Weidekringzwam (Marasmius oreades)
De weidekringzwam is
een algemeen voorkomende, bodembewonende paddenstoel die leeft van
de afbraak van dood plantaardig materiaal (8). Hij verschijnt
vooral in grasland, weiden, gazons van tuinen en parken, en in
grazige bossen, dikwijls in grote heksenkringen. Het mycelium
onttrekt tijdens zijn groei voedingsstoffen aan de bodem maar maakt ook
sporenelementen (5), stikstof en fosforverbindingen (3)
vrij. In het gras ontstaat een kale ring, die wordt omgeven door gras dat er bijzonder frisgroen en sappig uitziet. De kale ring
wordt mogelijk veroorzaakt door het feit dat het mycelium tijdens het
afbreken van plantenresten vrij hoge concentraties van de giftige stof
cyanide produceert (2). Boeren, parkeigenaren en exploitanten van golfbanen
hebben een hekel aan de zwam omdat die de kwaliteit van de grasmat
aantast en de hooiopbrengst vermindert (6). In een Noors onderzoek
waarbij van moleculair-biologische technieken gebruik werd gemaakt,
bleek dat afzonderlijke heksenkringen in genetisch opzicht doorgaans verschillend
zijn en verschillende individuen representeren (1).

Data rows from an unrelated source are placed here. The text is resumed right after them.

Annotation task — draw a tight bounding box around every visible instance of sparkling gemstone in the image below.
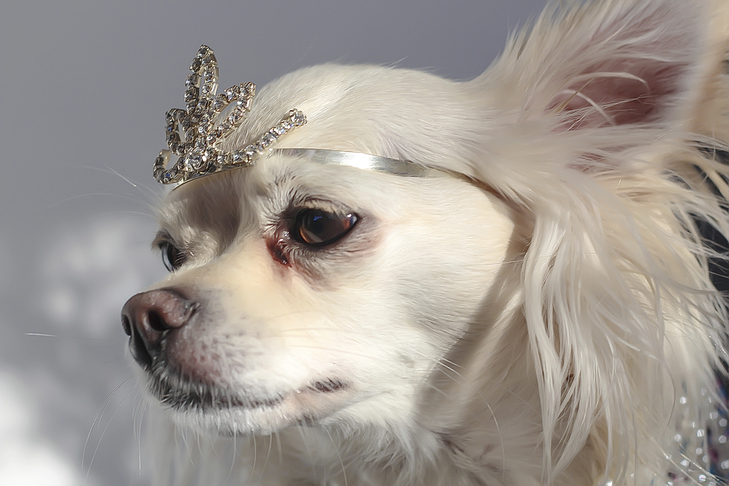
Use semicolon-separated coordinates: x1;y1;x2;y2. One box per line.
273;124;286;136
225;86;238;102
185;73;200;88
187;155;204;170
261;133;276;147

Zulke individuen kunnen elkaar beconcurreren (11). De
vruchtlichamen binnen één heksenkring worden echter geproduceerd door één mycelium en behoren daarom tot een enkel individu (7). De hoed van weidekringzwammen is 2 tot 6 cm breed en aanvankelijk
gewelfd, om zich later vlak uit te spreiden, waarbij er dikwijls een stompe
knobbel (umbo) in het midden zichtbaar blijft. Hij is taai, vlezig, en kaal. De hoed is
bij vochtig weer bleekbruin tot bleekgeel, om bij droogte te verbleken.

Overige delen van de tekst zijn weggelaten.